Pierre Ducret et Maria Scolan,de l'Institute for Climate Economics (I4CE)
 

Nous allons voir dans cette séquence comment le secteur financier mondial s'empare des Objectifs du Développement Durable et ce qu'il en fait.

Pour commencer, une petite définition : qu'est-ce que c'est que le secteur financier ?

En fait, il est composé de plusieurs métiers : les banques, les assureurs, ce qu'on appelle les gestionnaires d'actifs, les détenteurs et les gestionnaires d'actifs à la fois les fonds souverains, les fonds de pension ; les assureurs en tant qu'investisseurs de leurs réserves et enfin toute une série de prestataires de services, des agences de notation, des fournisseurs d'indices, etc. Quelle est la règle de fonctionnement de ce secteur financier ? D'abord, quel est son rôle ? Son rôle, c'est de faire ce que les économistes appellent l'allocation du capital, de déplacer l'argent. Quel est son principe de fonctionnement ? Le principe fondamental c'est d'agir en fonction d'un arbitrage entre les rendements escomptés et les risques, l'évaluation du rendement escompté et des risques encourus. Dernière caractéristique très rapide de secteur financier, c'est le fait que c'est une industrie qui est très régulée. Qu'est-ce qu'on veut dire par là ? On veut dire par là qu'il y a des régulateurs qui sont des ministères des finances, des banques centrales, des autorités de régulation indépendantes qui donnent leurs règles aux acteurs du secteur financier. Donc ce que je viens de décrire là c'est pour l'essentiel, le secteur financier privé sur lequel je vais concentrer mon propos concernant les Objectifs de Développement Durable. Et nous verrons pour terminer, comment le secteur financier public principalement les banques publiques de développement multilatérales, bilatérales, domestiques sont concernées aussi bien sûr par la question. Mais l'essentiel du secteur financier c'est le secteur financier privé.

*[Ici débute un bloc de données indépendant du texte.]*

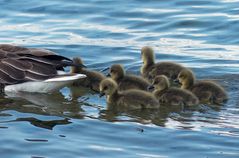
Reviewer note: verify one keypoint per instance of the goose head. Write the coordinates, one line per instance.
(160, 82)
(186, 78)
(78, 65)
(116, 72)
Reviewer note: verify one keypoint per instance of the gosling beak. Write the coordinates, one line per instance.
(105, 69)
(151, 87)
(176, 81)
(80, 65)
(101, 94)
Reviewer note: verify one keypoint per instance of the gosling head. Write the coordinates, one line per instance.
(107, 87)
(161, 82)
(78, 65)
(147, 55)
(116, 72)
(186, 78)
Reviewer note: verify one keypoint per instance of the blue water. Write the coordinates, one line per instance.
(202, 35)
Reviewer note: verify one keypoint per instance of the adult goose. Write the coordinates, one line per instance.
(33, 70)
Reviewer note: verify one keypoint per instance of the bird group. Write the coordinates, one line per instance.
(160, 83)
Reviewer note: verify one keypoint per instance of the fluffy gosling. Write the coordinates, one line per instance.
(206, 91)
(126, 82)
(130, 99)
(171, 96)
(150, 69)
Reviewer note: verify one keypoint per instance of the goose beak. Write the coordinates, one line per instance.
(82, 65)
(79, 65)
(105, 69)
(151, 87)
(101, 94)
(176, 81)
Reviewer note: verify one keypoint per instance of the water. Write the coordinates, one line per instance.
(202, 35)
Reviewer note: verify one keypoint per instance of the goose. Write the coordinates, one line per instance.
(33, 70)
(93, 78)
(130, 99)
(206, 91)
(171, 95)
(126, 82)
(150, 69)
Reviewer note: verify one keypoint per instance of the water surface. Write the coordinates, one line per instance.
(75, 122)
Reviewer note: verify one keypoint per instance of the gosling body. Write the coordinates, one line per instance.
(206, 91)
(130, 99)
(172, 95)
(93, 78)
(150, 69)
(126, 82)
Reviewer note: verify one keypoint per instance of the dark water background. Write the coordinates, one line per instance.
(202, 34)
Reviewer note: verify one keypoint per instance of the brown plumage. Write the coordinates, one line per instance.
(172, 96)
(93, 78)
(126, 82)
(150, 69)
(130, 99)
(19, 64)
(206, 91)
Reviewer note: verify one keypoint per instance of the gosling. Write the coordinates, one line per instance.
(126, 82)
(130, 99)
(171, 96)
(206, 91)
(150, 69)
(93, 78)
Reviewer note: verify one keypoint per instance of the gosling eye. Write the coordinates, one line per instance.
(105, 88)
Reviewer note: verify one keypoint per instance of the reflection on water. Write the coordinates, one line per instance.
(75, 122)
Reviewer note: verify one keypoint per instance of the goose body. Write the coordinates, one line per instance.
(172, 95)
(206, 91)
(150, 69)
(129, 99)
(33, 70)
(93, 78)
(126, 82)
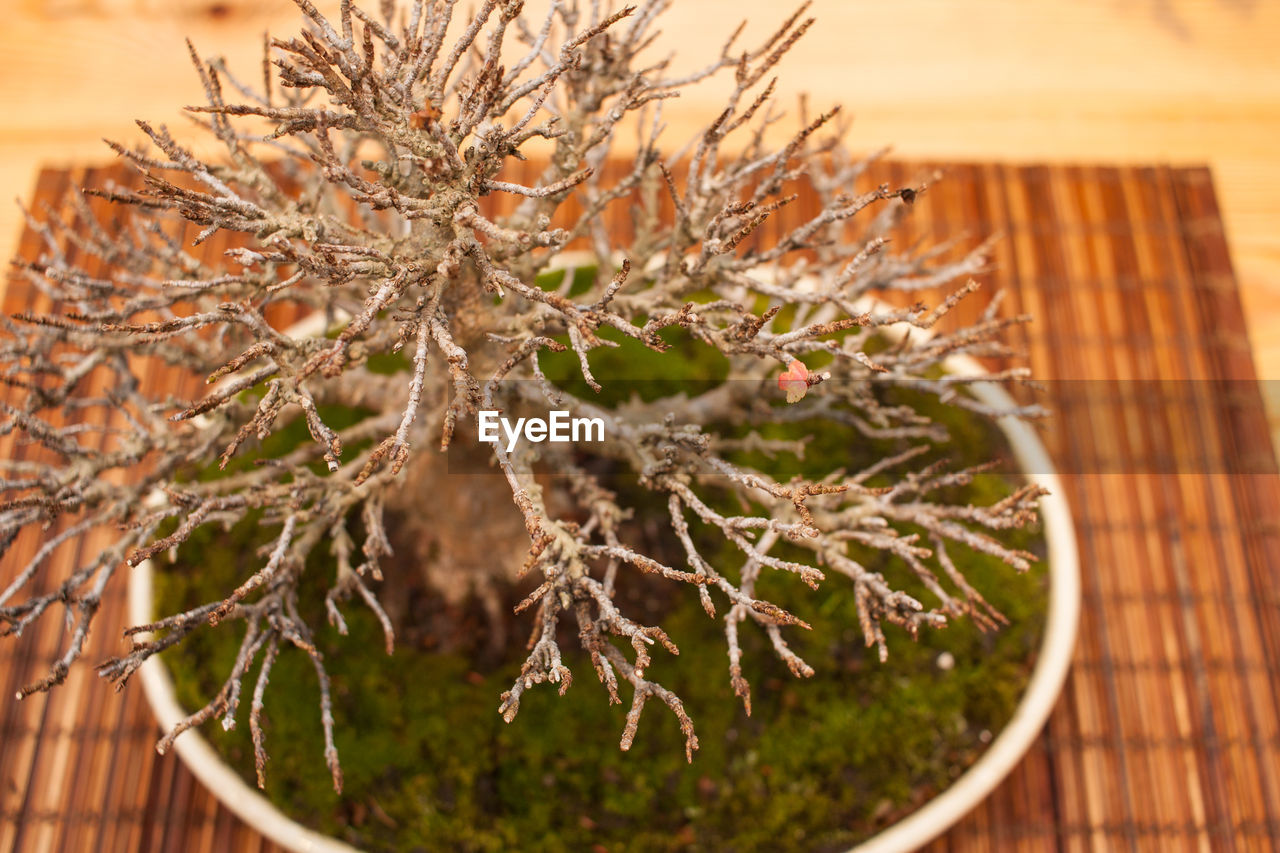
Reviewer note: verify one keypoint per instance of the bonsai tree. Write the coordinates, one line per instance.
(371, 178)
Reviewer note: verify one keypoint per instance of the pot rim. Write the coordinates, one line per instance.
(908, 834)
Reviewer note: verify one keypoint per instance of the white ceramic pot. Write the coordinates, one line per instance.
(909, 834)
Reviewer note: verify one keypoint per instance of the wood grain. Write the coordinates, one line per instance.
(1059, 81)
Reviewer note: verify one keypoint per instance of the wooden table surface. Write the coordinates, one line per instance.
(1057, 81)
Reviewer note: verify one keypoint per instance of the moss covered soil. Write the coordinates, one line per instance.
(819, 763)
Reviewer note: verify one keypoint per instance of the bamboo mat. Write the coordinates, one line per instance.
(1168, 733)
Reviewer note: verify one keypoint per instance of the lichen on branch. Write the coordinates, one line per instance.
(371, 178)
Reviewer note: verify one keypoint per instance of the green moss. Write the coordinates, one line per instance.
(821, 763)
(429, 763)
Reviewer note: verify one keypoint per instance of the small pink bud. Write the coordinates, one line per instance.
(795, 381)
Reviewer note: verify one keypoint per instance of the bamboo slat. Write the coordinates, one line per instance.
(1168, 733)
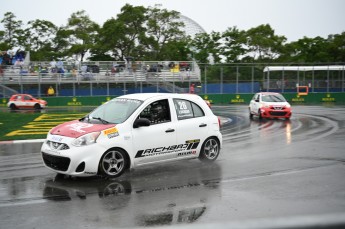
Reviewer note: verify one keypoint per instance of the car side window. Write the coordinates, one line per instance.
(186, 109)
(157, 112)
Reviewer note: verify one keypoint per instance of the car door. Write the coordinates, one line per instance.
(19, 101)
(192, 127)
(156, 142)
(255, 103)
(28, 101)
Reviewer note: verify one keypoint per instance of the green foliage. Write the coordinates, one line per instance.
(156, 34)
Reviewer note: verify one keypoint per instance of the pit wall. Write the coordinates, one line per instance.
(240, 99)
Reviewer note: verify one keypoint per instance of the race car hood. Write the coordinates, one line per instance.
(42, 101)
(75, 129)
(275, 104)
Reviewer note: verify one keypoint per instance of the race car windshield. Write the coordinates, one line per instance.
(273, 98)
(115, 111)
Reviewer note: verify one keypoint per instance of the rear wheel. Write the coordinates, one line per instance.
(13, 107)
(259, 112)
(37, 106)
(250, 114)
(114, 162)
(210, 150)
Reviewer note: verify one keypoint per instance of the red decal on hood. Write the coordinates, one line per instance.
(75, 129)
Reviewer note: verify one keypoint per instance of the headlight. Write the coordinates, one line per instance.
(86, 139)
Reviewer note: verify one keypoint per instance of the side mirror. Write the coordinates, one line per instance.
(141, 122)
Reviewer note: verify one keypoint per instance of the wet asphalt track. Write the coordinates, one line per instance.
(270, 170)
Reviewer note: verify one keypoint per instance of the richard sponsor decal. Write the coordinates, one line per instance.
(188, 148)
(78, 127)
(112, 132)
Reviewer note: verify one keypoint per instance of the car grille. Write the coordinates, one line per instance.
(57, 145)
(278, 113)
(278, 108)
(56, 162)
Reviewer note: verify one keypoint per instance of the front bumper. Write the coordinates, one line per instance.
(272, 113)
(72, 160)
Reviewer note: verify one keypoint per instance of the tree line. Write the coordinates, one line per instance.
(156, 34)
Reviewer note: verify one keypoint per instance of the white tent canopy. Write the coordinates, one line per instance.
(305, 68)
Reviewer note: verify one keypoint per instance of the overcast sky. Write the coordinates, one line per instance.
(291, 18)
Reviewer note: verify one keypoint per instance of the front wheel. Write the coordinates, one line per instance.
(13, 107)
(260, 115)
(210, 150)
(114, 162)
(37, 106)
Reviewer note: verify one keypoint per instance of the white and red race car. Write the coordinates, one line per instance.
(269, 105)
(134, 130)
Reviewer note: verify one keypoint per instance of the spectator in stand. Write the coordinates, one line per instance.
(51, 91)
(192, 89)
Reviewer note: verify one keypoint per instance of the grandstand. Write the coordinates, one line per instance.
(99, 78)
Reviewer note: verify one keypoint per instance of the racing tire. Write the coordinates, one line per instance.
(250, 114)
(210, 150)
(259, 112)
(37, 106)
(113, 163)
(13, 106)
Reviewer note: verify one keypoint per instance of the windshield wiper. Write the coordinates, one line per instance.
(83, 118)
(100, 119)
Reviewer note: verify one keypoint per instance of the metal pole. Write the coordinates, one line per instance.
(108, 92)
(268, 80)
(327, 79)
(253, 79)
(205, 87)
(342, 85)
(221, 80)
(124, 87)
(237, 79)
(312, 80)
(283, 80)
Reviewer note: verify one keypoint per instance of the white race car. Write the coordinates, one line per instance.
(134, 130)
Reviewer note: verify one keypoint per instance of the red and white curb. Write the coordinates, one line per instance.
(23, 141)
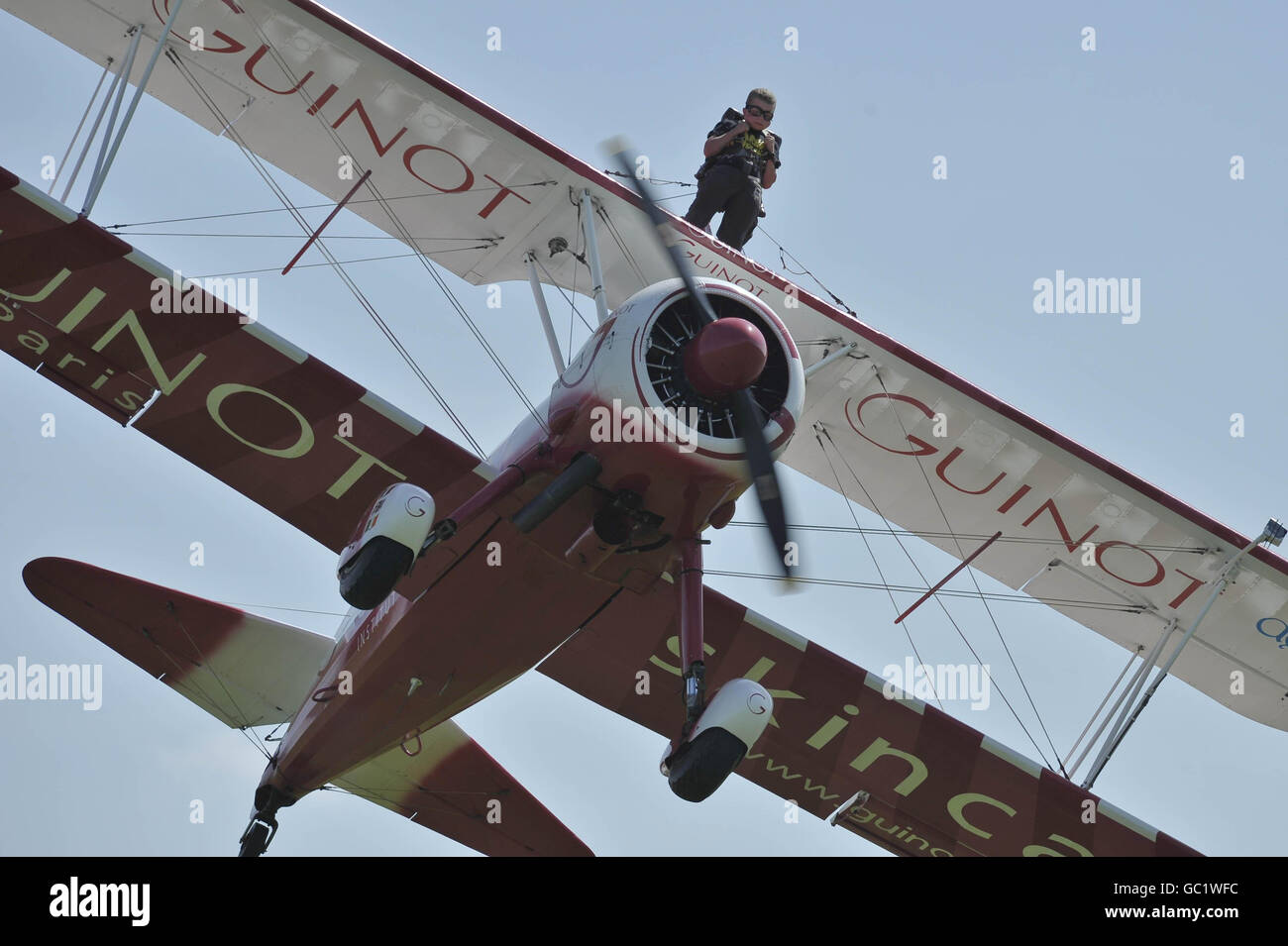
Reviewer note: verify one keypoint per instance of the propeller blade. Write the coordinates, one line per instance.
(664, 228)
(746, 413)
(764, 476)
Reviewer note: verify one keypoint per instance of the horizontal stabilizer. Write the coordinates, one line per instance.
(244, 670)
(450, 786)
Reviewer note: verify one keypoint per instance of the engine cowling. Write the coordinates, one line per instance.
(384, 545)
(733, 721)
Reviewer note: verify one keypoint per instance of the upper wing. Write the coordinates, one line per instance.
(935, 787)
(452, 787)
(239, 667)
(465, 184)
(250, 408)
(477, 190)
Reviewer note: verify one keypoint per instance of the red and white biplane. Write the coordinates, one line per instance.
(576, 547)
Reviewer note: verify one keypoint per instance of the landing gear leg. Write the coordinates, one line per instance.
(691, 633)
(263, 824)
(715, 736)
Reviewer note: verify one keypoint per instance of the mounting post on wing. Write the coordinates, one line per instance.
(104, 164)
(544, 312)
(1274, 534)
(596, 273)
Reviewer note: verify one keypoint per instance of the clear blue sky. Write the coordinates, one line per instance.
(1108, 163)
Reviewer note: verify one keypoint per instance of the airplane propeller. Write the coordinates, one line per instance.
(729, 369)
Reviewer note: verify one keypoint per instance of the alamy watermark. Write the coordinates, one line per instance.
(1076, 296)
(939, 681)
(630, 424)
(24, 681)
(211, 295)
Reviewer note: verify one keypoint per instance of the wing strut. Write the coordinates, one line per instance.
(545, 313)
(596, 271)
(1274, 534)
(106, 158)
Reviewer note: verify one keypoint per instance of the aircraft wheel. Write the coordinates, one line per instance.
(702, 765)
(254, 841)
(374, 572)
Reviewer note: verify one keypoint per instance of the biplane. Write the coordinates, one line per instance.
(567, 549)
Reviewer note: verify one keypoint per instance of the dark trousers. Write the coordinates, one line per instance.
(726, 188)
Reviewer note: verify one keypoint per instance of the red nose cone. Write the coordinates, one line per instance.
(725, 357)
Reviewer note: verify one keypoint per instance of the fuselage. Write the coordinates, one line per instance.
(467, 624)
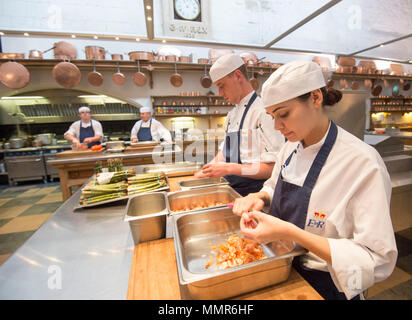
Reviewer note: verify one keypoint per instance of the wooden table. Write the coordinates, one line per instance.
(153, 274)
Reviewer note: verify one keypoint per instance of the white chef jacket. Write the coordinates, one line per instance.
(157, 130)
(74, 128)
(259, 141)
(353, 193)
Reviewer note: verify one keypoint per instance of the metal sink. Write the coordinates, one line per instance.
(193, 235)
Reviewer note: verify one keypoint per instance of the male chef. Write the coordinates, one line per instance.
(149, 129)
(247, 155)
(85, 130)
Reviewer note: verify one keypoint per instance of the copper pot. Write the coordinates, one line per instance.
(11, 55)
(35, 54)
(14, 75)
(95, 53)
(184, 59)
(67, 74)
(64, 50)
(95, 78)
(116, 56)
(118, 77)
(176, 79)
(202, 61)
(141, 55)
(139, 78)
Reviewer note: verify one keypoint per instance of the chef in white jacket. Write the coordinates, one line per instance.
(149, 129)
(247, 155)
(329, 191)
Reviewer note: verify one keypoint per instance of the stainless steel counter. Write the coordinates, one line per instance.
(87, 252)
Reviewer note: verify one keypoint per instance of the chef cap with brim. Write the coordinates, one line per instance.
(84, 109)
(292, 80)
(225, 65)
(145, 109)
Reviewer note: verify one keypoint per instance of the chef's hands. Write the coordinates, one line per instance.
(264, 228)
(248, 203)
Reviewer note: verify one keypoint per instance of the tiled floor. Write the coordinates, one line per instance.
(23, 209)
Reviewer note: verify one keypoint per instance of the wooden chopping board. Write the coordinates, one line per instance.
(77, 153)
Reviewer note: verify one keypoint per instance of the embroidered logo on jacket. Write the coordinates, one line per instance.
(318, 220)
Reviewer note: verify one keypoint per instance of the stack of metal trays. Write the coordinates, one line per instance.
(194, 234)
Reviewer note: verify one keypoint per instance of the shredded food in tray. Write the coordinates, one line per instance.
(235, 252)
(196, 205)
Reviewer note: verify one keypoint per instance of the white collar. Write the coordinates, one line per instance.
(243, 102)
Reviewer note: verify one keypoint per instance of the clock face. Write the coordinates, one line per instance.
(187, 9)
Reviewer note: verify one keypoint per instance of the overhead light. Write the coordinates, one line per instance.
(21, 97)
(92, 96)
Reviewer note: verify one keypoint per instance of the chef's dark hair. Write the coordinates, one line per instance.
(242, 69)
(330, 95)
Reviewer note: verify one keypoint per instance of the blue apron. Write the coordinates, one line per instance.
(87, 133)
(231, 152)
(144, 134)
(290, 203)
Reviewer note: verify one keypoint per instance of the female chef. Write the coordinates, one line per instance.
(329, 191)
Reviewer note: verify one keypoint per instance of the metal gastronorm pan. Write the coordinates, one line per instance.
(193, 235)
(201, 183)
(179, 200)
(146, 214)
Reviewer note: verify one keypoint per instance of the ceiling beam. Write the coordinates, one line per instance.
(327, 6)
(382, 44)
(149, 18)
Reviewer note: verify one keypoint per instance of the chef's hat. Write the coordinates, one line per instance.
(225, 65)
(292, 80)
(145, 109)
(84, 109)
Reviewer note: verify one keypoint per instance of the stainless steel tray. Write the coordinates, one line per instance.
(192, 235)
(199, 197)
(171, 169)
(201, 183)
(80, 206)
(146, 214)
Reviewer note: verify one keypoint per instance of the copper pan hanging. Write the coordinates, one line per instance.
(67, 74)
(139, 78)
(118, 77)
(14, 75)
(95, 78)
(176, 79)
(205, 80)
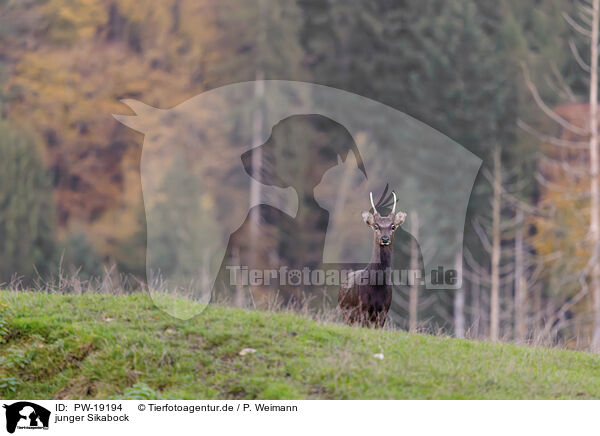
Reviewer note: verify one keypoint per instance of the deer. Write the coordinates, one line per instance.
(366, 297)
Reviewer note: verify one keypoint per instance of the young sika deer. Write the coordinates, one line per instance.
(366, 298)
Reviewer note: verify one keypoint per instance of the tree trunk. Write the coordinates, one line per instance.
(255, 185)
(495, 289)
(595, 217)
(520, 282)
(413, 302)
(459, 301)
(475, 290)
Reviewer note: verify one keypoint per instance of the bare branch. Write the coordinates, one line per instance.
(584, 66)
(563, 82)
(576, 25)
(549, 112)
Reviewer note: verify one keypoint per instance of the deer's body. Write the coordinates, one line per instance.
(366, 298)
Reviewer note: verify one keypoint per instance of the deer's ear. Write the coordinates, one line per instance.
(399, 218)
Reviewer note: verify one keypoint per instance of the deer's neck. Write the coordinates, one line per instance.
(381, 257)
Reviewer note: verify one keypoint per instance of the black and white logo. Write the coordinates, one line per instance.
(26, 415)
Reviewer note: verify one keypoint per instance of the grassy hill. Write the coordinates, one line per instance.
(103, 346)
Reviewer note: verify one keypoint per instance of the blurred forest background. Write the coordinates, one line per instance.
(511, 81)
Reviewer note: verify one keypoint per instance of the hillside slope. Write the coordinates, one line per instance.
(102, 346)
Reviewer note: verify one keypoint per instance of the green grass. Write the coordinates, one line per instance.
(102, 346)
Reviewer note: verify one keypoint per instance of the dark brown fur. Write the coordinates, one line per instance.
(366, 298)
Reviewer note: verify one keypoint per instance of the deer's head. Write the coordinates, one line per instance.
(383, 226)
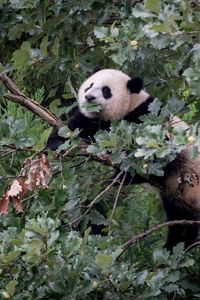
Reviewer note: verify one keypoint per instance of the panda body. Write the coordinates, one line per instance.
(123, 98)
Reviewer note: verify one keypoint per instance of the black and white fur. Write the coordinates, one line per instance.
(121, 97)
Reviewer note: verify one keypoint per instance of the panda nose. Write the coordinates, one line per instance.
(89, 98)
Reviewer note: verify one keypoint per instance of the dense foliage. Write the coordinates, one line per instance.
(51, 249)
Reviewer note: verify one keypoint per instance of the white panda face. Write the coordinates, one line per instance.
(107, 88)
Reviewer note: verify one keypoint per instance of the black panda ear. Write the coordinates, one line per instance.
(135, 85)
(96, 69)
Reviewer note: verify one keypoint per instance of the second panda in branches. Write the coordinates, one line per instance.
(123, 98)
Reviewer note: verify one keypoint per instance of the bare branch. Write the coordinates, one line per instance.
(116, 199)
(142, 235)
(90, 206)
(18, 97)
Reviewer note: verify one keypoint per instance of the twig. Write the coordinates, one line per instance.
(116, 199)
(192, 246)
(142, 235)
(89, 207)
(17, 96)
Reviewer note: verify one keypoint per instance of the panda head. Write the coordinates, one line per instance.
(115, 92)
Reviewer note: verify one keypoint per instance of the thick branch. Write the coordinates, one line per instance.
(142, 235)
(17, 96)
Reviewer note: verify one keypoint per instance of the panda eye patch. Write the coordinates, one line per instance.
(89, 87)
(106, 92)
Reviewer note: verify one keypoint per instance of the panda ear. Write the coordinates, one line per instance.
(135, 85)
(96, 69)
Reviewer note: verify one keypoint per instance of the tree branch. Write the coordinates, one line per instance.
(142, 235)
(15, 95)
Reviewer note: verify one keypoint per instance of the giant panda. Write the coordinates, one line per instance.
(124, 98)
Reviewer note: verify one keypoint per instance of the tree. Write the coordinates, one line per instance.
(50, 251)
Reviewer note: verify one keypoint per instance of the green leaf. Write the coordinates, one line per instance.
(152, 5)
(103, 261)
(43, 46)
(101, 32)
(10, 287)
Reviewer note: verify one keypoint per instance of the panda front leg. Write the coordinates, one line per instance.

Parmi les métiers de la finance, celui qui s'est le plus rapidement emparé des Objectifs de Développement Durable c'est celui des investisseurs et des gestionnaires d'actifs. Ils ne partent pas de rien. Ils ont un acquis qui a environ une quinzaine d'années d'histoire, qui est celui de ce qu'on appelle l'investissement socialement responsable. En quoi ça consiste ? Ça consiste à la prise en compte de données liées à l'environnement ou à des données sociales, à des données de gouvernance dans la prise de décision d'investissement. Le but étant de limiter les risques extra financiers liés à ces facteurs ESG. Ce monde de l'investissement socialement responsable est encore minoritaire, environ 24% des encours mondiaux, mais il est en croissance très rapide : 25% en 2015 à l'échelle mondiale. Les régulateurs ou en tout cas certains régulateurs notamment en Europe ont une action qui pousse l'ensemble du secteur de la gestion d'actifs à s'aligner en quelque sorte sur la prise en compte de ces critères extra financiers. Avec un peu d'optimisme, on peut espérer que ceci se généralise à l'échelle mondiale même si c'est surtout maintenant en Europe et aussi pour partie aux États-Unis que ce phénomène est constaté. Mais ce qui est clair, c'est que l'investissement socialement responsable n'est plus une niche. Il est encore minoritaire. Il est pour autant significatif.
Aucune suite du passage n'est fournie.